Why dual use of work and personal devices could be putting your data at risk when using people, comms and finance apps. Cyber experts reveal that work apps that hold the most data on users and tips to avoid data breaches.

In the modern world, technology and apps are essential for HR pros to effectively support successful organisations. There’s no getting away from it, a digital footprint is going to happen with apps now available across all business disciplines to help make work easier and more efficient. From HR and logistics related apps, to social networking and collaboration.

Whilst this technology is propelling businesses forward and bringing efficiencies, it also comes with risks. Some apps have more data on users than others, meaning that if devices become compromised through cyber attacks, criminals will have access to more information on your employees and even a window into the business.

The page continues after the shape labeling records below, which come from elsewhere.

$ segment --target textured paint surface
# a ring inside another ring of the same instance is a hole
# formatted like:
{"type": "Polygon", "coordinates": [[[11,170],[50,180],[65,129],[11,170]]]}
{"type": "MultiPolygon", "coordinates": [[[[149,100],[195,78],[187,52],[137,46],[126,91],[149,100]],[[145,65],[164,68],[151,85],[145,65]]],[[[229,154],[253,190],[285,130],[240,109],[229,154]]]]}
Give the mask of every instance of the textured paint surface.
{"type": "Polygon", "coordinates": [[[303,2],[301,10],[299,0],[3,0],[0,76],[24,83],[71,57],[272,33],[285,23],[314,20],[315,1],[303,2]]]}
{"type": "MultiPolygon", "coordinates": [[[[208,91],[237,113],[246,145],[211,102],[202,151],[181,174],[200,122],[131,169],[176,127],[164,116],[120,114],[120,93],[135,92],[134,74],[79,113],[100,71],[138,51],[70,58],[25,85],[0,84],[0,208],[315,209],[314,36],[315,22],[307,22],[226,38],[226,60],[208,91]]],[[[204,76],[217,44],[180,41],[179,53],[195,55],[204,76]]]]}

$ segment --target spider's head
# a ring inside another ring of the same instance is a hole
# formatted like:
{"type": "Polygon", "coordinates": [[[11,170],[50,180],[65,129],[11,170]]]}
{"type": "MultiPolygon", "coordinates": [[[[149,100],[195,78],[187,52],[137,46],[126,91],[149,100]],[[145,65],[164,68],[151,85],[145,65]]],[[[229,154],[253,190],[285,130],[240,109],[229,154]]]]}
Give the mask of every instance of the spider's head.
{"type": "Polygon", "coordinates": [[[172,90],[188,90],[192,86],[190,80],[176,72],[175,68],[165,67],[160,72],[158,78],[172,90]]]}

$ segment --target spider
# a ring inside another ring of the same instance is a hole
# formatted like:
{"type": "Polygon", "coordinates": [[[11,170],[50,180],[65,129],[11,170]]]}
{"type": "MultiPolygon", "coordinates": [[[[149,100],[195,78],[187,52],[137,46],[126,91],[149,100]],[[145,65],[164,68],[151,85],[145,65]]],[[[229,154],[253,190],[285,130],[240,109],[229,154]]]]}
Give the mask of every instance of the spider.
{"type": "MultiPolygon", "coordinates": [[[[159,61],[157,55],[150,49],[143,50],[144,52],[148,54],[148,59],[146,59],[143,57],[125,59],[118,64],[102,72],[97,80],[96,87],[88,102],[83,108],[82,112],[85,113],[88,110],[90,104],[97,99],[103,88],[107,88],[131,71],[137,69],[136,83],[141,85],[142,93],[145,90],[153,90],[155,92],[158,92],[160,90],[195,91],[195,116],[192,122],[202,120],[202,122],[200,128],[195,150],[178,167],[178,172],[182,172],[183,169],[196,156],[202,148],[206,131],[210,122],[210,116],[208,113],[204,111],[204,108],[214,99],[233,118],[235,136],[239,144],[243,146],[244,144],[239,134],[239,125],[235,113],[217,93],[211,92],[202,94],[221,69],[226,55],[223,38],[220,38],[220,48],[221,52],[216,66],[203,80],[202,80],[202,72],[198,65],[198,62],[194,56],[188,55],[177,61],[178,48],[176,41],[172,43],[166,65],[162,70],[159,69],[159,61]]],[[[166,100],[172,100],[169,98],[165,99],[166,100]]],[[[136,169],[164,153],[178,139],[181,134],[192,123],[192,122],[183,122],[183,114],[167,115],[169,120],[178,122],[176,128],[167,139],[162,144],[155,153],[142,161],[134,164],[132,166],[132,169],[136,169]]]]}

That’s why NEBRC, a police-led non-profit which supports small businesses with cyber security, has analysed the privacy policies of the 50 most popular free business apps1. The apps were ranked by counting the number of data segments collated or used by the app2, to find out which have the most personal and behavioral data on users.

Stephen Leach, Detective Inspector and Head of Business Development at NEBRC said,

“You might think your security policies are water tight but, your employee’s device use could leave you more exposed than you realise! Many employees will use work devices for personal tasks, adding things like their own email and social media accounts to it, as well as making online purchases. This exposes work devices to threats which might not be accounted for in business cybersecurity policies and best practice.

The opposite can also put your business at risk. Using a personal device to access work files, apps and accounts could leave huge amounts of business data exposed due to poor personal device security. Whilst work devices are often tightly managed, restricting the user’s actions to those authorised by IT, personal devices have no such restriction, and may not be as secure. Information may be harvested by apps, stolen by malware, or seen by someone who is unauthorised but has physical access to the device.”

Meta Business Suite, LinkedIn and Uber are the work apps that consume the most data segments from users. The most common type of data they hold is contact information such as name and email address, alongside user content which includes things like photos, video, audio and other similar types of information.

Social media and marketing apps tend to have the most data on users, having on average 29 different data segments. This is almost four times more than security based apps and three times as many as file sharing/collaboration apps or HR related apps, which utilise 7, 8 and 9 data segments respectively.

15 works apps which use the most personal data

(App name = number of data segments used by the app)

  1. Meta Business Suite = 32
  2. LinkedIn = 25
  3. Uber = 21
  4. Indeed Flexm = 21
  5. Reed.co.uk = 20
  6. Whatsapp Business = 19
  7. Google Chat = 19
  8. Amazon Flex = 18
  9. Shopify = 18
  10. TotalJobs = 18
  11. Microsoft Teams = 15
  12. Zoom = 15
  13. Slack = 14
  14. Deliveroo driver = 14
  15. Indeed Job Search = 13

Whilst Apple does provide layers of protection designed to ensure that apps are free of known malware and haven’t been tampered with3, no digital activity can ever be zero risk. You can’t control the threats to apps themselves but, you can look at your own internal policies and behaviour to make your cybersecurity as safe as possible.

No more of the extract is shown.